Ses yeux bleutés observaient avec passivité le corps endormi de Tommen. Elle contemplait sa petite poitrine se soulever régulièrement, doucement, à mesure que le nouveau roi respirait. Sa main caressait machinalement les cheveux d'or de son fils, tandis que son visage n'exprimait qu'amertume.
Joffrey.
Le prénom de son aîné lui revenait en tête, incessamment, peu importe ce qu'elle faisait pour l'éloigner de son esprit. Comme si, même mort, il était toujours présent quelque part à Castral Rock, malgré l'alcool, malgré les affaires chamboulées du Royaume, malgré les paroles politiques quotidiennes, malgré l'arrestation de son meurtrier…
Tyrion.
Un autre nom qui la hantait quotidiennement, cependant, il ne lui évoquait ni amertume ni tristesse.
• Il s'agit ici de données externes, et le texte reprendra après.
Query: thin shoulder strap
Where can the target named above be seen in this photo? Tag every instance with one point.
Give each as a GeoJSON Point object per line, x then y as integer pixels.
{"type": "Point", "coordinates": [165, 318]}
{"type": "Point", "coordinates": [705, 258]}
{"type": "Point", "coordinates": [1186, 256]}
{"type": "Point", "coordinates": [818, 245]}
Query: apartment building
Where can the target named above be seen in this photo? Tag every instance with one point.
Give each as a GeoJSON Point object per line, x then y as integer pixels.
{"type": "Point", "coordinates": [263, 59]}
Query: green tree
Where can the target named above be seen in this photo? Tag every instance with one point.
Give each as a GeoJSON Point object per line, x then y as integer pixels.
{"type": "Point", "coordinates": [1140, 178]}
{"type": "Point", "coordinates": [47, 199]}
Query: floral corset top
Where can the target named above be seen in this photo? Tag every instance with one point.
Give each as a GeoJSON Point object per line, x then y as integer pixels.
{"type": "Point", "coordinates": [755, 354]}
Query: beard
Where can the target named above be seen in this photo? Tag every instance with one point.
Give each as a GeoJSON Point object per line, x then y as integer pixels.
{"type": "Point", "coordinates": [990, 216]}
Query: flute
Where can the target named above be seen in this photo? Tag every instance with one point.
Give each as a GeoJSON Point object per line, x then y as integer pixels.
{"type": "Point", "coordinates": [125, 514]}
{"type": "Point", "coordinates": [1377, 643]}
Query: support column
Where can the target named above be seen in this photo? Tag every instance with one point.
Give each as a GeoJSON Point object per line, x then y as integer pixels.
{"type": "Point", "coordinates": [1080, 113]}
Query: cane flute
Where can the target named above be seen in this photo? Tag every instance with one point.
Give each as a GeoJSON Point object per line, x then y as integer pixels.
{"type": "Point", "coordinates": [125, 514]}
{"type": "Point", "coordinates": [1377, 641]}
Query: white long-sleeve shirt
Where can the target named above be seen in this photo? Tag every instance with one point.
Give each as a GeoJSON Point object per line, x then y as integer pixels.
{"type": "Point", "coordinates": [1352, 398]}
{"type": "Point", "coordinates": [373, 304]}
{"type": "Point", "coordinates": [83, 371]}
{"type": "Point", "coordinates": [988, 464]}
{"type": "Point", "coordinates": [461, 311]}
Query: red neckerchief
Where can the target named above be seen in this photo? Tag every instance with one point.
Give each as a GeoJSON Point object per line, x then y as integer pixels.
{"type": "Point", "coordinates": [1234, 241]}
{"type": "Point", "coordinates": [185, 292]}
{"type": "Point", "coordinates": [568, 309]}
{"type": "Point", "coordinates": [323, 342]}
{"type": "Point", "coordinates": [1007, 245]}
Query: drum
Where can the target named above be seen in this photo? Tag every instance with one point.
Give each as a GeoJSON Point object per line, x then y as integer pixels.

Seulement de la colère. Celui qui avait autrefois assassiné sa mère, avait désormais enlevé ce qui lui était le plus cher. Sa chair. Si Jaime n'avait pas aussi souvent joué l'intermédiaire entre sa rancune et son affreux nain de frère, ce dernier serait déjà enterré depuis longtemps. Nul besoin d'un procès. Nulle besoin de condamnation. Nul besoin des services de Ser Payne.
Mais pourtant… Tyrion avait vécu, comme un Lannister, auprès de Jaime et elle. Injustement, certes. Cersei ne pouvait comprendre les motivations de son père, qui aurait dû le tuer le jour-même de sa naissance. Ce qu'elle interprétait comme une lâcheté certaine de la part de son géniteur se retournait désormais contre elle. Joff était mort.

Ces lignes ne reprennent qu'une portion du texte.